Posted on 02/14/2014 1:34:36 PM PST by ThethoughtsofGreg
The idea that lowering tax rates can lead to higher revenue collections from increased economic activity is not a new one. Nor is this observation unique to tax policy. A business may lower the price of a good and see a higher profit as many more people choose to purchase that good for the cheaper price. But Arthur Laffer, an economist in the Reagan administration and co-author of ALECs Rich States, Poor States report, is credited with popularizing this idea through his Laffer Curve.
However, many advocates of ever-increasing tax rates accuse promoters of this common sense principle as only wanting to lower taxes for the wealthy or believing in voodoo economics. But every once in a while, reality forces an admission that the principle exists, and even its most ardent detractors cannot ignore the basic laws of economics.
Douglas Gansler, the current Attorney General of Maryland, recently commented on his plan for increasing the amount of drivers on an under-utilized Maryland toll road, the Inter-county Connector (ICC)
(Excerpt) Read more at americanlegislator.org ...
Maryland put a special income tax on their millionaires. So many of the millionaires move out of state that the Maryland actually collected LESS tax...
Socialists use taxes to punish people, not to raise revenue.
If the Democrats had their way, moving out of state to avoid taxes would be a criminal act, charged as theft (from the poor).
Exactly! The left would raise taxes even if it cost them revenues because they're all about envy and jealousy. They want to beggar anyone who has $1 more than they do. That's all.

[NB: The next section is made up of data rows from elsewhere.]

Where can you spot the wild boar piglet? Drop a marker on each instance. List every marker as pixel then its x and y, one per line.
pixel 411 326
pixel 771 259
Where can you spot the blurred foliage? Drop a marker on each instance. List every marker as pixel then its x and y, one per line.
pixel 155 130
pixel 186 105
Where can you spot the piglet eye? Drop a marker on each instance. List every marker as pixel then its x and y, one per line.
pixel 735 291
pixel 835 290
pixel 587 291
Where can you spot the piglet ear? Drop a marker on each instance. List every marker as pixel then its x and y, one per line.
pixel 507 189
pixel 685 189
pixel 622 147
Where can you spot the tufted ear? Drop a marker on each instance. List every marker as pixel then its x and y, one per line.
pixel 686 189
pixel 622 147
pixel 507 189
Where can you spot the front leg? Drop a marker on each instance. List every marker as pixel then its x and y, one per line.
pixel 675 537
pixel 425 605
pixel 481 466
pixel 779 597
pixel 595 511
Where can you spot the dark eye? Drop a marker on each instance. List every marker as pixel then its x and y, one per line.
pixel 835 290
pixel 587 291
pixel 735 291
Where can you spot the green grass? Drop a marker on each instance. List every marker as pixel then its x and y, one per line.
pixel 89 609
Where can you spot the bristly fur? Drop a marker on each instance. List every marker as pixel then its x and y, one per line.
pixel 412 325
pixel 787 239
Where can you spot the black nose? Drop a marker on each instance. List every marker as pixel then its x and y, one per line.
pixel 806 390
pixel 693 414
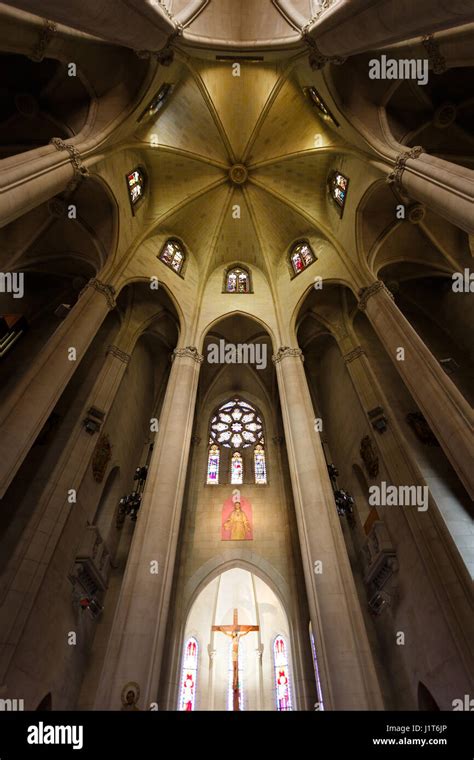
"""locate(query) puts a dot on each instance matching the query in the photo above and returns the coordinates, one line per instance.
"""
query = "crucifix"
(235, 631)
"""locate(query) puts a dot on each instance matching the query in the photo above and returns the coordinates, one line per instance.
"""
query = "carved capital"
(318, 60)
(189, 352)
(46, 35)
(395, 177)
(372, 290)
(354, 354)
(118, 353)
(80, 171)
(108, 291)
(437, 61)
(285, 351)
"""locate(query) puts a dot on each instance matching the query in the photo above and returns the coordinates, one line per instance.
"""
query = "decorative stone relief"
(369, 456)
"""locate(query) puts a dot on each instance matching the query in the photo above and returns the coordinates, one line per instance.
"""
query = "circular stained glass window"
(237, 425)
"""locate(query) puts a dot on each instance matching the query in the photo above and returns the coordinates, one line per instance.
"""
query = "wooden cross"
(235, 631)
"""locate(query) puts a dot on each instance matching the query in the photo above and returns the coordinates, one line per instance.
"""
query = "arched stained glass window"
(237, 469)
(338, 186)
(237, 280)
(282, 675)
(260, 465)
(213, 465)
(301, 256)
(187, 696)
(136, 186)
(173, 255)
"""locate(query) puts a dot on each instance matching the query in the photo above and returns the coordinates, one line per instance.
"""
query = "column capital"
(45, 36)
(189, 352)
(395, 177)
(372, 290)
(108, 291)
(354, 354)
(318, 60)
(118, 353)
(437, 60)
(80, 171)
(285, 351)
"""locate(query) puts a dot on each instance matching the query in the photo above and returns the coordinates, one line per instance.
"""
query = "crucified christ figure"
(235, 631)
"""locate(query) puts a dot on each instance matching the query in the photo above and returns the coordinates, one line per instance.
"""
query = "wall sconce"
(91, 605)
(344, 503)
(93, 421)
(378, 419)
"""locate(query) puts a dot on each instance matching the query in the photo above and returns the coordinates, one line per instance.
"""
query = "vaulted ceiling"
(260, 122)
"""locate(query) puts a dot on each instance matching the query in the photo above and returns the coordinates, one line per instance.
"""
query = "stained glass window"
(158, 102)
(136, 186)
(301, 256)
(237, 425)
(187, 696)
(213, 465)
(237, 281)
(282, 675)
(320, 703)
(173, 255)
(237, 469)
(230, 690)
(317, 101)
(260, 466)
(338, 186)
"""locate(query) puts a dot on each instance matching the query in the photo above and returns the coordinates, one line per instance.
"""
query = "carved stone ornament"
(369, 456)
(108, 291)
(119, 354)
(395, 177)
(372, 290)
(190, 352)
(46, 35)
(437, 61)
(101, 457)
(130, 696)
(421, 429)
(354, 354)
(285, 351)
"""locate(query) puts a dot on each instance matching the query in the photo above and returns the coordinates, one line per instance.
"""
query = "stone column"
(34, 177)
(24, 412)
(348, 27)
(444, 584)
(348, 675)
(138, 24)
(444, 407)
(28, 566)
(136, 642)
(446, 188)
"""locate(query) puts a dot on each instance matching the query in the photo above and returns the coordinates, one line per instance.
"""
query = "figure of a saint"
(237, 523)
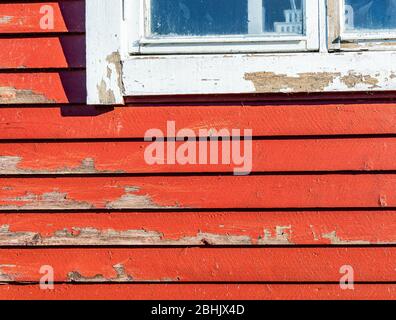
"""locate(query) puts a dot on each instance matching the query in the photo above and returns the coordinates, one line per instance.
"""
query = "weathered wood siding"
(76, 194)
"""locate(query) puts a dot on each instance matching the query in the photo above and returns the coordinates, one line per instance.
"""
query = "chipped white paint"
(104, 84)
(260, 73)
(122, 61)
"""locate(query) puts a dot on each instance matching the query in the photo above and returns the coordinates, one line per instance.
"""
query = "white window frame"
(342, 40)
(122, 62)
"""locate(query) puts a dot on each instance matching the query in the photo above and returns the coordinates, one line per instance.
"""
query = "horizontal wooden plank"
(51, 52)
(200, 192)
(199, 264)
(266, 156)
(199, 228)
(200, 292)
(69, 16)
(42, 87)
(75, 122)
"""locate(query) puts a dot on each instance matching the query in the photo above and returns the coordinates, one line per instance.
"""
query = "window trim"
(112, 73)
(340, 40)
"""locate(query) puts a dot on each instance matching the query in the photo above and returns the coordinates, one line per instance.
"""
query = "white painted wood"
(260, 73)
(122, 61)
(255, 17)
(103, 34)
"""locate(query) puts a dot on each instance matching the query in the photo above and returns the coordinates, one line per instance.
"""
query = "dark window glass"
(225, 17)
(370, 14)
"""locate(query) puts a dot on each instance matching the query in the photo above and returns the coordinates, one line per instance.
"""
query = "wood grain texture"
(199, 228)
(199, 192)
(78, 122)
(201, 292)
(267, 156)
(42, 87)
(43, 52)
(199, 264)
(25, 17)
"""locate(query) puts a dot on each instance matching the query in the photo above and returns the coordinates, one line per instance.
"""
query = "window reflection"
(226, 17)
(370, 14)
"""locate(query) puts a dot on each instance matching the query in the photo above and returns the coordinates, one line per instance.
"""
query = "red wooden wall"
(76, 194)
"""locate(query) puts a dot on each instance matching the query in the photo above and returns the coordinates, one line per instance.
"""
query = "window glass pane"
(226, 17)
(370, 15)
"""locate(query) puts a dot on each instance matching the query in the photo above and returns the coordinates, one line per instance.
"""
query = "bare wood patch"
(303, 82)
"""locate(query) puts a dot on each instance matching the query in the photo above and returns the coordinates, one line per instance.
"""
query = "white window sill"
(259, 73)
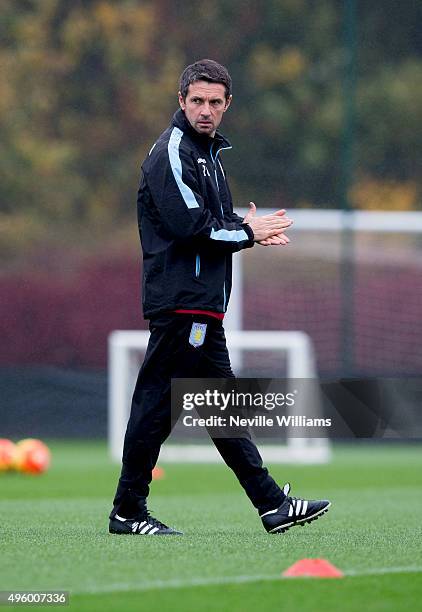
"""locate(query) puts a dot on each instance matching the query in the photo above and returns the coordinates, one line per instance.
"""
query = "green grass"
(53, 535)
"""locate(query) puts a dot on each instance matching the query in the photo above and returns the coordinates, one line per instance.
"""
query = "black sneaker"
(293, 511)
(145, 525)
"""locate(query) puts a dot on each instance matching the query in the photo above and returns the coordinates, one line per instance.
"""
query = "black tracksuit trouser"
(170, 355)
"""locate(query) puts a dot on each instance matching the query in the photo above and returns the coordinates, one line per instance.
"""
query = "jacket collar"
(203, 140)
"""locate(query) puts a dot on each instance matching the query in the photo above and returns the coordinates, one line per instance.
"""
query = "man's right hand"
(267, 227)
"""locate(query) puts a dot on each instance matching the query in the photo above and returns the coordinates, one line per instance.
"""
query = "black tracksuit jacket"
(186, 223)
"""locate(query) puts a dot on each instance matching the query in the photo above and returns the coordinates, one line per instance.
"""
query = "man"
(188, 232)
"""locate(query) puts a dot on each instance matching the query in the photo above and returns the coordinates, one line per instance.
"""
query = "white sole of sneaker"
(301, 522)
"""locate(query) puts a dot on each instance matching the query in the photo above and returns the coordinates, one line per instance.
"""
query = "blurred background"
(327, 114)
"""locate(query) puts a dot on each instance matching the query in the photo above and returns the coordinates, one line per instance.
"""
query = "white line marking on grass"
(219, 580)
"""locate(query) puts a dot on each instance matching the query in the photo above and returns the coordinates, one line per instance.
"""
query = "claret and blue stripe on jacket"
(186, 223)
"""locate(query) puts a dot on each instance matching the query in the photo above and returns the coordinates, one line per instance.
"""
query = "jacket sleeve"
(172, 179)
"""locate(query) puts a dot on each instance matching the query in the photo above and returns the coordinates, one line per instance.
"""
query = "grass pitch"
(53, 535)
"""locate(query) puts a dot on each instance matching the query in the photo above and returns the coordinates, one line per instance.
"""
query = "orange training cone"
(313, 568)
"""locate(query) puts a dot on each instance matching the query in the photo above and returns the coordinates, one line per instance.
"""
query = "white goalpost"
(124, 361)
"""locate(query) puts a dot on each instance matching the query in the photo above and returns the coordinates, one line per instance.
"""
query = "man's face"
(204, 106)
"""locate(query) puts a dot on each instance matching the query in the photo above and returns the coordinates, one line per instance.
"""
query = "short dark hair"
(205, 70)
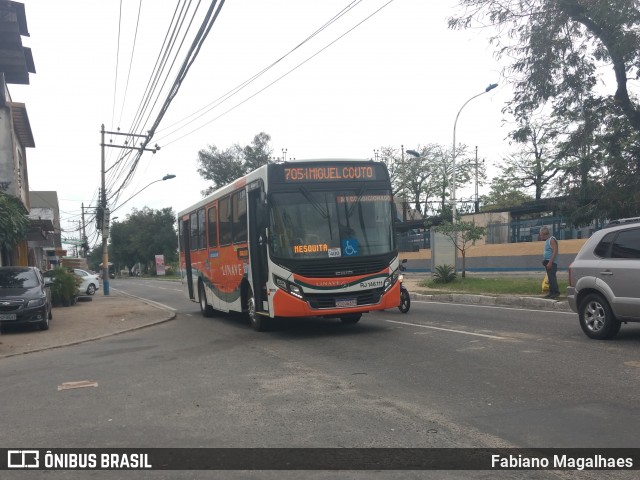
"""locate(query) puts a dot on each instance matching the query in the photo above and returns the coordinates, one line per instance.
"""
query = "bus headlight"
(391, 280)
(288, 287)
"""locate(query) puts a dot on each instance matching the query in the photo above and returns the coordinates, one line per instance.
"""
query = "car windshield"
(12, 278)
(321, 224)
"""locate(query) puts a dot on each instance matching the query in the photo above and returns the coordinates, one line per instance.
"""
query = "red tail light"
(570, 281)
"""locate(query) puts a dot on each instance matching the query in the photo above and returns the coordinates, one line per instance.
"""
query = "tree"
(224, 166)
(143, 235)
(558, 45)
(461, 235)
(602, 178)
(14, 222)
(536, 164)
(437, 162)
(504, 194)
(558, 50)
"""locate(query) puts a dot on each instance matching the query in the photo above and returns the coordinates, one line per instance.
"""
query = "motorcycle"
(405, 299)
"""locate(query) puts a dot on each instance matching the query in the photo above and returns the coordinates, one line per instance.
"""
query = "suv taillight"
(570, 282)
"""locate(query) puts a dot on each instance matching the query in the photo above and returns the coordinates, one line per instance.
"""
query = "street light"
(105, 233)
(453, 154)
(166, 177)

Why not? Moving out of the US to avoid taxes is a crime anymore so why can't states force people to stay and support the tax base? After all, it was racist white people fleeing Detroit who caused it to go bankrupt.
However, they might agree to targeted and temporary tax cuts as a political ploy to jockey for power.
Talk of lower taxes in the People’s Republic of Maryland is a big Laffer. This is the state with a Rain Tax!
This is the same Art Laffer who said that he voted for Bill Clinton twice, voted for Barack Obama at least once, and missed calling the housing bubble.
“The idea that lowering tax rates can lead to higher revenue collections from increased economic activity is not a new one. “
It just doesn’t happen to be an idea that Reagan’s economic team believed, and it moreover it didn’t happen. See Martin Anderson’s long discussion on “the myth of the supply siders” in his memoir ‘Revolution’. Anderson was one of the architects of Reaganomics.
What they did believe is that economic activity would recoup a large percentage of the tax revenue lost due to the tax cuts. And their prediction was accurate, around 60 cents of each dollar cut was recouped through economic growth. The data can be found in Lawrence Lindsey’s ‘The Growth Experiment’.
“But Arthur Laffer, an economist in the Reagan administration”
Art Laffer was not an economist in the Reagan administration. He had his own private practice in the 80s and at best was a member of an outside advisory group that Reagan used.